Este adjetivo se convirtio prácticamente en su apellido, todos lo conocíamos como Guillermo Fantástico González. Fantástico es aquello que no es real, lo que solo existe en la imaginación, pero también lo que es magnífico, excelente. Guillermo González dedicó su vida al mundo de la fantasía propio de la televisión y lo hizo siempre con un alto nivel de excelencia. Sus programas de calidad tuvieron siempre récord de audiencia, el peso que como figura televisiva había adquirido Guillermo, hacía que se produjeran con cuidado y esmero.
Se había incorporado a la industria de la televisión en su etapa inicial, desde aquellos lejanos tiempos de “Las aventuras Robert y Akela”, junto a Rebeca González y Orlando Urdaneta y de allí en adelante todo fue éxito en su carrera, ya había conquistado el corazón de los venezolanos con su ángel particular. Guillermo González fue siempre un personaje querido por la audiencia. Comenzó como actor y terminó convertido en uno de las grandes animadores de la televisión venezolana, lo cual es mucho decir, porque los hemos tenido muy buenos, fue, además, un empresario de notable éxito en el mundo del espectáculo.
Dos programas suyos quedan en el historial de nuestra televisión que algún día tendrá que escribir la fecunda pluma de Willy Mckey: “Viva la juventud”, un espacio en el que los distintos liceos de Venezuela competían en el terreno del conocimiento y el celebérrimo “¿Cuánto vale el Show?” un programa pionero en brindar oportunidades a nuevos talentos.
El Guillermo González que podíamos conocer fuera de la pantalla televisiva tenía también una personalidad de extraordinaria simpatía y carisma, no era otra persona, era el mismo ser humano amable y cordial. Estaba siempre sonriente, con esa risa particular suya tan contagiosa.

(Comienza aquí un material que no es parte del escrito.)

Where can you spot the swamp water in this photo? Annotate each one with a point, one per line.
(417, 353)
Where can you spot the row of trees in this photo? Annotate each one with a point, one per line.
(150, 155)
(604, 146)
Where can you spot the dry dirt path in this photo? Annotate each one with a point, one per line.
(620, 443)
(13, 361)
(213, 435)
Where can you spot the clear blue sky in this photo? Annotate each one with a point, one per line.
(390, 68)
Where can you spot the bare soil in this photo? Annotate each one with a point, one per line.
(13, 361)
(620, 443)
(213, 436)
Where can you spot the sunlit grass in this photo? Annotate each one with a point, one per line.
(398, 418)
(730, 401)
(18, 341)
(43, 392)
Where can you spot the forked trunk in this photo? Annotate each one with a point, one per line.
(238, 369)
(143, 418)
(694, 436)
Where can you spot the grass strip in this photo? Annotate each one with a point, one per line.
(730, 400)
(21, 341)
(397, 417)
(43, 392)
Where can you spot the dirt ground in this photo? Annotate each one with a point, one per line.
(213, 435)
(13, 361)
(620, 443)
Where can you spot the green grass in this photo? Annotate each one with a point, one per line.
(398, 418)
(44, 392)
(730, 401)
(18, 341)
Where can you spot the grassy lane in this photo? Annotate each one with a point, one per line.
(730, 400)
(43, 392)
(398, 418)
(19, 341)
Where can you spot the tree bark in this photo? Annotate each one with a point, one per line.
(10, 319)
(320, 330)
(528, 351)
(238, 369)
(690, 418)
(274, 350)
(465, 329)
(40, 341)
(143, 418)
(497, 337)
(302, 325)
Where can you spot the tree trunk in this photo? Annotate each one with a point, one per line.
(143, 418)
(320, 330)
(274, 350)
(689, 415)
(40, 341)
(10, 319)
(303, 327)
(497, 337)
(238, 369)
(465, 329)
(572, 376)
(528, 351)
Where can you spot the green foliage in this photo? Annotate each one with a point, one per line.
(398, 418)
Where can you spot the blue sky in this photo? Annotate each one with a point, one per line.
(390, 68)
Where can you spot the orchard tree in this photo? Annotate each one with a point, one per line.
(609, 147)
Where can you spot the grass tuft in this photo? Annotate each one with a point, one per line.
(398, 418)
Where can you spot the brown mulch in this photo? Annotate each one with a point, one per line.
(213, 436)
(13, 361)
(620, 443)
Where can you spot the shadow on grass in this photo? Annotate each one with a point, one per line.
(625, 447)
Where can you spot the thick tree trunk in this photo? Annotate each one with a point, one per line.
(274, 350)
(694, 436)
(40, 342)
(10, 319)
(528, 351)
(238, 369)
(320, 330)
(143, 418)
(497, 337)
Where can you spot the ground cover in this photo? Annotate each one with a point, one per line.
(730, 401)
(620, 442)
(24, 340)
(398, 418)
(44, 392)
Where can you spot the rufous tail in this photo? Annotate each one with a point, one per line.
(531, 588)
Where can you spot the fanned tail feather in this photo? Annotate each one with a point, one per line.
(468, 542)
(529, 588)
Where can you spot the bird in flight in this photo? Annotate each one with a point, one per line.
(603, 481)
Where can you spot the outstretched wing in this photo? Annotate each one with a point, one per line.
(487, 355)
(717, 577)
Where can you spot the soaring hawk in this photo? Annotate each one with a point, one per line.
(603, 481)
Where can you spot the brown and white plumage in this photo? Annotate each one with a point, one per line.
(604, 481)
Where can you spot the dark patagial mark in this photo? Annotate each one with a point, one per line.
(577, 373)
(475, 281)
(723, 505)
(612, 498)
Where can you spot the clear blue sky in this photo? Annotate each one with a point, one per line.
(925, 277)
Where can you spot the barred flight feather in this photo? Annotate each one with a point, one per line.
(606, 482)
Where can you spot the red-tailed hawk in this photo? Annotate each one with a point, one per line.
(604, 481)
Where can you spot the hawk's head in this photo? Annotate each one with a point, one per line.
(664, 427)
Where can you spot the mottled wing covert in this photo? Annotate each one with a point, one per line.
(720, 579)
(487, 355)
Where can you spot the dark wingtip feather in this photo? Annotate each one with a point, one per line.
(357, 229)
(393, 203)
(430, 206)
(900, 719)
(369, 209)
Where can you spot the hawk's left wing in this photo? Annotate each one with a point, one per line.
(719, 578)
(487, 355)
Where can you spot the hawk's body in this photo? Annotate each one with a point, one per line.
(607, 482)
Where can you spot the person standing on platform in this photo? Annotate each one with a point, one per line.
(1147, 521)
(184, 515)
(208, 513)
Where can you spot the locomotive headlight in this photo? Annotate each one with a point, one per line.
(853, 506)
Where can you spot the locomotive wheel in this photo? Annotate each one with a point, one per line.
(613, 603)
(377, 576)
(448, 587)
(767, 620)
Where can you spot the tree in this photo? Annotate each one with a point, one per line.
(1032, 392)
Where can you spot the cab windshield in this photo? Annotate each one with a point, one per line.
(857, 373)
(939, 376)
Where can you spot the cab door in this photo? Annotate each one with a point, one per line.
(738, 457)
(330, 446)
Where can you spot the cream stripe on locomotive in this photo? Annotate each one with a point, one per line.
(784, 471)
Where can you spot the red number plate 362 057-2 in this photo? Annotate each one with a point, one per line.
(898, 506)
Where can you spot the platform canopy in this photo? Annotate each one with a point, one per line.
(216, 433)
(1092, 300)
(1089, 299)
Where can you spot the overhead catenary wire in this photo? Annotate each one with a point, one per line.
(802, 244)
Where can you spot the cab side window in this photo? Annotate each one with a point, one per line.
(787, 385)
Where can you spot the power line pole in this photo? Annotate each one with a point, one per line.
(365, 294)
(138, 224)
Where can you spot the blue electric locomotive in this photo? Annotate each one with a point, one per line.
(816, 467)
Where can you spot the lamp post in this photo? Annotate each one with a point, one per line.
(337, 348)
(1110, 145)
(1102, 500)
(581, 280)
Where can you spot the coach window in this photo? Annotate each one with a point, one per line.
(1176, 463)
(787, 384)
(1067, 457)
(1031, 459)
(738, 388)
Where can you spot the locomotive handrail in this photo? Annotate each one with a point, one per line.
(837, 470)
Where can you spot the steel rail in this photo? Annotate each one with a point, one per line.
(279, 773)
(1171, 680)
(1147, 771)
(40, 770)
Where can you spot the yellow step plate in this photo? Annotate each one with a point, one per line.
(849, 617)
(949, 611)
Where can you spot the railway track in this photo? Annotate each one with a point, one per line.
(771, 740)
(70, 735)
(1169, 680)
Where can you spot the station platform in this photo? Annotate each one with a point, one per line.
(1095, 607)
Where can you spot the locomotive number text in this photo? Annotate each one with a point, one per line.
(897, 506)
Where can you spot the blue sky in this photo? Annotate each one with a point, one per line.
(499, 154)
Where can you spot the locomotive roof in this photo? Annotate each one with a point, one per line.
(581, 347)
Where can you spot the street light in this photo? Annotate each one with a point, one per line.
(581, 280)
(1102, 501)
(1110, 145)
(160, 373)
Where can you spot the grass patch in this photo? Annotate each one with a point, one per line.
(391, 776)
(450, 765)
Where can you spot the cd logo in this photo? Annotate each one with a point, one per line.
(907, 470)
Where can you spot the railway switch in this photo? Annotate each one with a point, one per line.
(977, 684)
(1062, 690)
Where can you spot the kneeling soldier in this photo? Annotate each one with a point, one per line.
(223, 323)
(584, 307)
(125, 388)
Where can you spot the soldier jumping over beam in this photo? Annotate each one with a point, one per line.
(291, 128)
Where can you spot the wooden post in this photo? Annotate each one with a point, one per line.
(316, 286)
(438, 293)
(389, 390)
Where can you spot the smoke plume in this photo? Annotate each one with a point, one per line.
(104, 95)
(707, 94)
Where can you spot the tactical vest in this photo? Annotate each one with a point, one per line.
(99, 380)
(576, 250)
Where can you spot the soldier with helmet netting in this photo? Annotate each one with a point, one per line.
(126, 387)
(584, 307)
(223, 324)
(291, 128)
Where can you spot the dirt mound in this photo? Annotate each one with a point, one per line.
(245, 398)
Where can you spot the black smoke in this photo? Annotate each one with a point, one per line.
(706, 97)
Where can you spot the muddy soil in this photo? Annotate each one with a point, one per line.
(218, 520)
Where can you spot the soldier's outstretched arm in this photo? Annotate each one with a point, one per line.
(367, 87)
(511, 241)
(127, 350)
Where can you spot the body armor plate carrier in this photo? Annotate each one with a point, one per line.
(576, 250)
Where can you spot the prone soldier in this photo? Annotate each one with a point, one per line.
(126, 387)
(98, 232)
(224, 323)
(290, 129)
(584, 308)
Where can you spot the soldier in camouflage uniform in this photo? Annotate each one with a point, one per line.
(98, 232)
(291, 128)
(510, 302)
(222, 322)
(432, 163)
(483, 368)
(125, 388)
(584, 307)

Llevaba la vida siempre con humor, con una gran facilidad para producir hilaridad en quienes le rodeaban, con sus ocurrentes comentarios. Acuñó frases pegajosas en un tiempo en que eso se consideraba como un emblema de éxito televisivo. Tenía un aprecio extraordinario por el valor de la amistad, que honró durante toda su vida. Ayudó a muchísima gente de diversas maneras, entre otras cosas, brindando a sus compañeros oportunidades de trabajo en el famoso teatro Chacaíto, por el que alguna vez pasamos todos.
Fue uno más de esa larga lista de canarios que hicieron de Venezuela su patria, en aquellos tiempos en que nuestro país representaba un mundo de posibilidades para los inmigrantes que huían de sus respectivas pobrezas y dictaduras -como hoy nos toca hacer a nosotros- y hallaron en Venezuela la libertad, paz, esperanza y progreso que hoy tanto echamos de menos.
Su partida inesperada nos ha sorprendido a todos, como diría Borges: “¿Quién nos dirá de quién, en esta casa, sin saberlo, nos hemos despedido?”. Creo que al final de una existencia bien vivida, como la que él tuvo, lo bonito es que te recuerden con cariño tanto tus compañeros cómo la gente de tu tierra. Buen viaje, “fiera”. Gracias por tu fantástica vida. ¡Por tu show: nuestra eterna admiración!